Tras la Guerra Civil Franco consolidó su poder con el Decreto de Unificación de abril de 1937, que fusionó la Falange y el carlismo en la FET y de las JONS, y con la victoria de 1939 instauró un régimen personal. Entre 1939 y 1945 promulgó la Ley de Responsabilidades Políticas (1939) y la Ley de Represión de la Masonería y el Comunismo (1940), que legalizaron depuraciones, incautaciones y penas contra republicanos, y facilitaron ejecuciones y encarcelamientos. En lo social impuso el Fuero del Trabajo (1938) y el Fuero de los Españoles (1945), que limitaron derechos civiles; la Iglesia reforzó su posición con el Concordato de 1953. En lo económico impulsó la autarquía y creó el Instituto Nacional de Industria (INI, 1941), pero desde el Plan de Estabilización de 1959 y los Planes de Desarrollo de los años 60 abrió la economía, atrajo inversión extranjera y potenció a los tecnócratas vinculados al Opus Dei.

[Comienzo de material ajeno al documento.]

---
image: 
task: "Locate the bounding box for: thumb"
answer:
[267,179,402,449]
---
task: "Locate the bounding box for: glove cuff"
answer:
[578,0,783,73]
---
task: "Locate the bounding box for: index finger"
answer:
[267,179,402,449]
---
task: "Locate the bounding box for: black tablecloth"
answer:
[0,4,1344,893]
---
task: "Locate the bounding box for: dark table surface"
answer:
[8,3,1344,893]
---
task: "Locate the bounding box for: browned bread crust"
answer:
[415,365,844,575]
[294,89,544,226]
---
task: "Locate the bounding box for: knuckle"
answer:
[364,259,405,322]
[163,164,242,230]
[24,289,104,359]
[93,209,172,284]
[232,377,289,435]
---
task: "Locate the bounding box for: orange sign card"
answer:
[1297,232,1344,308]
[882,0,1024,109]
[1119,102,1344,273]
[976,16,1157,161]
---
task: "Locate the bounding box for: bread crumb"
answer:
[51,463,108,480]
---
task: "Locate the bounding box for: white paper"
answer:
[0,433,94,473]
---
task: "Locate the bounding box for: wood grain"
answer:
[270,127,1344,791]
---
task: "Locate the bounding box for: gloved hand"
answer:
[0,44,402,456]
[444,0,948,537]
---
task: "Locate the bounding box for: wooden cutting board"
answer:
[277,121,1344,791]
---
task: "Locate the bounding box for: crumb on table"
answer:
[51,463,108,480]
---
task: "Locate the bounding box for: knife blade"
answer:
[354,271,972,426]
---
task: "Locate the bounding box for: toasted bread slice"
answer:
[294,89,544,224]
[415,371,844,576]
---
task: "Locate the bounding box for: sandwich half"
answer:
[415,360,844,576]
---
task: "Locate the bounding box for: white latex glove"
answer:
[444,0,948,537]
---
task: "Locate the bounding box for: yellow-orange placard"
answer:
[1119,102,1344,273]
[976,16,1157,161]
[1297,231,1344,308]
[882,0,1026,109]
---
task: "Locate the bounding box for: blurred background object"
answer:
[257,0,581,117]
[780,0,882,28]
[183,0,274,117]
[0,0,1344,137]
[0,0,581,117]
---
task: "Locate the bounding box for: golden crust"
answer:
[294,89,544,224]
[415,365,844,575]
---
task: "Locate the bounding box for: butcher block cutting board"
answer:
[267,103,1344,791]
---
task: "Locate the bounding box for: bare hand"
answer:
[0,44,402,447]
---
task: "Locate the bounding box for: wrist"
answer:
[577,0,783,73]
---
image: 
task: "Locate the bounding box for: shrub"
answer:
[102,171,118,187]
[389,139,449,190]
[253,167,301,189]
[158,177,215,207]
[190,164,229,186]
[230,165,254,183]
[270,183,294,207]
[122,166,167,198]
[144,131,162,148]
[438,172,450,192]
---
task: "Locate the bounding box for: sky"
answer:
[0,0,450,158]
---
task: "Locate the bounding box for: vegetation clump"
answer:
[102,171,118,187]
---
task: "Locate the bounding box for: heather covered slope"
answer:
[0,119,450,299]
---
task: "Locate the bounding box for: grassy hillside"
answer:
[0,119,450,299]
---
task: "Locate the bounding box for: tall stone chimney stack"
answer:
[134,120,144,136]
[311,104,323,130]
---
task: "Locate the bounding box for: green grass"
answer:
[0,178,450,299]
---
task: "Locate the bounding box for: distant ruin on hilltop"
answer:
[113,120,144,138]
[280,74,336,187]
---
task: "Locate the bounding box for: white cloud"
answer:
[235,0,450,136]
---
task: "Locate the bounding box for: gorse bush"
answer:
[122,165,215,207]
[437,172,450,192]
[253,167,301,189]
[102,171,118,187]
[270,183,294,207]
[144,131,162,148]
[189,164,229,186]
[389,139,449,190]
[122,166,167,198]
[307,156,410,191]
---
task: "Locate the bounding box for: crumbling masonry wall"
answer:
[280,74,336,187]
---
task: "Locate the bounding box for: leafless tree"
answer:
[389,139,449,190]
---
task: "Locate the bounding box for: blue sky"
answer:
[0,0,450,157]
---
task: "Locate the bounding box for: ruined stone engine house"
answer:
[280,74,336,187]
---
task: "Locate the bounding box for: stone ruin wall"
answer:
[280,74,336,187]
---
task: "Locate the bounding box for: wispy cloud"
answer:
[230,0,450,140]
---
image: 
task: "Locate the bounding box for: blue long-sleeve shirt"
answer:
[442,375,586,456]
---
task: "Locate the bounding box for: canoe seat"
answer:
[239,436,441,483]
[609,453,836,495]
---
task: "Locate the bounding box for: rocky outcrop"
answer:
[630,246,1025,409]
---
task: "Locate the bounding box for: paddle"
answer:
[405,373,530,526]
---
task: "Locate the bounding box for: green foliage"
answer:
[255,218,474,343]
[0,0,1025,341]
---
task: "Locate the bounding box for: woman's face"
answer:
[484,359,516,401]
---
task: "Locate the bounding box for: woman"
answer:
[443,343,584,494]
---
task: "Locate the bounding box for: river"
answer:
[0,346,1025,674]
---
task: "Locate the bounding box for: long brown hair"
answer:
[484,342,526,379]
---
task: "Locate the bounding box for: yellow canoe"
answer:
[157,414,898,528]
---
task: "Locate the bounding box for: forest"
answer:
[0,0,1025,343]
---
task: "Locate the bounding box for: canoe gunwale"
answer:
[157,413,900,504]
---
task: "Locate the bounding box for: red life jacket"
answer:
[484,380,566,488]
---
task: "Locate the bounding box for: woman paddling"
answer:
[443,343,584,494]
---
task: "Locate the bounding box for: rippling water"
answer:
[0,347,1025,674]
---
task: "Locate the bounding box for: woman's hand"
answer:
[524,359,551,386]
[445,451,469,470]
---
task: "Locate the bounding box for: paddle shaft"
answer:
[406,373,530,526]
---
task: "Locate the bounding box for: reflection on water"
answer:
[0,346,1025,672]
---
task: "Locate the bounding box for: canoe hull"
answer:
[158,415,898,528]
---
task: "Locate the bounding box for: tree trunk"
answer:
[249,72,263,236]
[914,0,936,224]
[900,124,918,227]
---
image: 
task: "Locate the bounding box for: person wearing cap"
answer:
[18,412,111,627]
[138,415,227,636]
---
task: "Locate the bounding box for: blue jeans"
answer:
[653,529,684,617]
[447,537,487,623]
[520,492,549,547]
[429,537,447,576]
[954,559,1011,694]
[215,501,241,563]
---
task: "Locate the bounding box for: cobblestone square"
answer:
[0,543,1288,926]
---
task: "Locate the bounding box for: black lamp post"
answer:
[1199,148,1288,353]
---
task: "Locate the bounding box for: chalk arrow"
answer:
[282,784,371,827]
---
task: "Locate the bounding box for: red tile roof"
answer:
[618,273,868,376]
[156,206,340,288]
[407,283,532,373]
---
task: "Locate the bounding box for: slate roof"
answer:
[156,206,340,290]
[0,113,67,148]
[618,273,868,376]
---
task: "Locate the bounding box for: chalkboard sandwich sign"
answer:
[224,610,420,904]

En lo institucional aprobó la Ley de Sucesión (1947) y la Ley Orgánica del Estado (1967), nombrando a Juan Carlos sucesor en 1969. Persistieron contradicciones entre represión política y liberalización económica, y la censura se mantuvo hasta la Ley de Prensa de 1966.

Legado e influencia política

El legado político de Franco combinó transformación económica y pervivencia de estructuras autoritarias. La industrialización y el 'milagro español' de los años 60, impulsados por el Plan de Estabilización (1959) y los tecnócratas vinculados al Opus Dei, dejaron una base empresarial y una clase media que facilitaron la integración en la economía occidental, pero sin embargo esas reformas convivieron con la continuidad de élites militares, administrativas y clericales que sobrevivieron a la transición. La designación de Juan Carlos en 1969 y la Ley de Sucesión de 1947 condicionaron la monarquía restaurada; la Ley para la Reforma Política (1976) desmanteló el régimen formalmente, pero muchos cargos y redes clientelares permanecieron. Políticamente, figuras como Manuel Fraga recrearon un espacio conservador que dio lugar a Alianza Popular y luego al Partido Popular, mientras que la represión y la prohibición de identidades regionales alimentaron la radicalización de movimientos vascos y catalanes, incluida ETA. Instituciones como la Iglesia y sectores del Ejército mantuvieron influencia notable. La herencia franquista produjo estabilidad económica y modernización, y al mismo tiempo legó graves violaciones de derechos, divisiones pendientes y un debate público sobre memoria histórica que llega hasta la legislación posterior.